VA: You said that today you are the longest surviving female fashion designer in Paris, more than 40 years. That you have experienced great glory moments being a “fashion favorite” then being dismissed as a “has been” and finally being rediscovered as the designer everyone copied. You said you have had wild times followed by reflective times, which led you to growth as an artist and as a human being.
What were the wild times, the moments of reflections and in the end, what did all of that add to your life?

VT: That’s the same thing. Another thing I tell everybody and this is so important, it that there are two types of people; there are people who are concerned about other people and there are “me me me” people. If you’re concerned about other people, and someone is a “me me me”, something bad happens that is upsetting, if you’re a “me me me” person you’re going to kill yourself. You know many fashion designers kill themselves because they get a bad review, or actresses start drinking terribly because they get a bad review. Everyone’s reading the review. If you’re a pharmacist and you get a bad review, no one’s going to read it, not everybody. Now with the internet people do read. But in our profession we have 4 collections a year, sometimes 8; like Karl Lagerfeld, he even has 12 collections a year. 12 times a year for 50 or 60 years they criticize him and he couldn’t care less, he is so strong. Many people when they have bad reviews, they want to kill themselves and they do in fashion.
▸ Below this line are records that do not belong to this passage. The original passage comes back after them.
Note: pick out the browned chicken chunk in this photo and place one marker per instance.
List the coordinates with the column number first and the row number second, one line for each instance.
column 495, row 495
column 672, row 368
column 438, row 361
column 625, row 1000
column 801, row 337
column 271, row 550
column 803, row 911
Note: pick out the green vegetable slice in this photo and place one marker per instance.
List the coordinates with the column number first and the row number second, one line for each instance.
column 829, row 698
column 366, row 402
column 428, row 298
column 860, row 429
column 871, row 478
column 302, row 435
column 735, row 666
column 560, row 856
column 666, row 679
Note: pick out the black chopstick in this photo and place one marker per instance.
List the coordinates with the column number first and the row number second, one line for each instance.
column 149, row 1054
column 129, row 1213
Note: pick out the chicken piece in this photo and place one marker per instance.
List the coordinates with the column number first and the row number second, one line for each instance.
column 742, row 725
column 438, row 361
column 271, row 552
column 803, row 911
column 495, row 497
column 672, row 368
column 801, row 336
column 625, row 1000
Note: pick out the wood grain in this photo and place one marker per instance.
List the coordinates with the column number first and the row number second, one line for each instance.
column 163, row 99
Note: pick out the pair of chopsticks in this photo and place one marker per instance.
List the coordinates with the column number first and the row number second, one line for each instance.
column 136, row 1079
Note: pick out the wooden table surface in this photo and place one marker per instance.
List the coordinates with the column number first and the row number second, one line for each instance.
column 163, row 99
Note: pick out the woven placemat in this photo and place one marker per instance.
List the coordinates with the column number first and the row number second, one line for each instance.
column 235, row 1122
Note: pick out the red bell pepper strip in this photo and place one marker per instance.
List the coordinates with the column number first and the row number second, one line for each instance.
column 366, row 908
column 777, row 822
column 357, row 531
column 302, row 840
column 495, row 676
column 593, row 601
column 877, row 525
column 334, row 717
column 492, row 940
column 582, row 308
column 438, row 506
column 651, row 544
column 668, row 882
They jump out of windows, they hang themselves, Mick Jagger’s fiancée hanged herself, because she received bad reviews and she had to give the money back to Mick Jagger, she couldn’t, and he didn’t want to fund her anymore because it’s hard to be successful in fashion. These people are the most sensitive people ever. I teach at the university of fashion, I give lectures on videos and I tell young students, an artist gets reviewed every 5 years or every 2 years, for a singer it’s every year, for a fashion designer it’s 4 times a year, 4 times a year they’re going to destroy you. And how do you cope with that? By becoming drunk, by becoming crazy? What do you do 4 times a year? You don’t care, you just go on. Like Coco what ever happened, through the war, she did what she had to do to stay alive, they criticized Coco, “Oh you have rich boyfriends”, she couldn’t care less! All she cared about was selling another dress, “You want to meet me at Cambon Street, you give me 10000 dollars I meet you”. I didn’t do that; I went to Bergdorf Goodman and I met everybody and I’m the only person that ever did that, nobody did that. And that made me happy and I didn’t care if I got reviews or not, eventually I stopped having shows. I just went to Bergdorf Goodman. And there you go, 25 years! (big laughs)

VA: Where are your dresses made and how did the market change over the years?
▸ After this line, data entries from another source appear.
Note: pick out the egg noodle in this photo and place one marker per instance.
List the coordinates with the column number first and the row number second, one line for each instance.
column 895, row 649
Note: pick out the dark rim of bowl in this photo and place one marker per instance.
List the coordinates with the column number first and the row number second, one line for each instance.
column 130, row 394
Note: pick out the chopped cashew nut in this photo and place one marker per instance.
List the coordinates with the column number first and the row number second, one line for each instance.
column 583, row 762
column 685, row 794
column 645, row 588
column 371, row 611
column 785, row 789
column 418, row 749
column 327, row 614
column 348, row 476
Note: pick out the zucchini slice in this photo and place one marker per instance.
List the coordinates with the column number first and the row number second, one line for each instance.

VT: There initially were 25 stores that worked for me and now I’m down to 6. The 6 that I have left are in Paris and Portugal. But “couture” is dead, it’s dead. I went from selling 330350 Vicky Tiel dresses a month in one store, at Bergdorf Goodman in Manhattan, down to 80! I did that for 2 years. I’ve waited and waited, it never comes back. So it was over. In France it’s very hard to pay people, very difficult with the social system, I had one employee for 45 years, I had to let her go. Now I sell on television. Everything has changed, people don’t buy expensive clothing anymore. Women now wear the same clothes as their children; we wear stretch pants and tops. We wear athletic wear, “athleisure” as we call it. And that’s what everyone’s wearing, so making dresses and suits and soap dresses with beautiful coats it’s over; “C’est fini”.
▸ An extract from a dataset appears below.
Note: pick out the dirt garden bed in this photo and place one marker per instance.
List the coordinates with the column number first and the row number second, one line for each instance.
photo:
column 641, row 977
VA: You also worked with Woody Allen.
VT: Woody and I stayed friends for 25 years until he married the young girl he’s married to now. She would not allow him to stay friends with me. But I was friends with him through all his marriages and all his wives until the last 15 years. So I’ve known him for a long time; he’s been a very very close friend of mine and I’ve loved him very much.

... the most important thing is to be happy every minute of your life; every second of your life be happy``.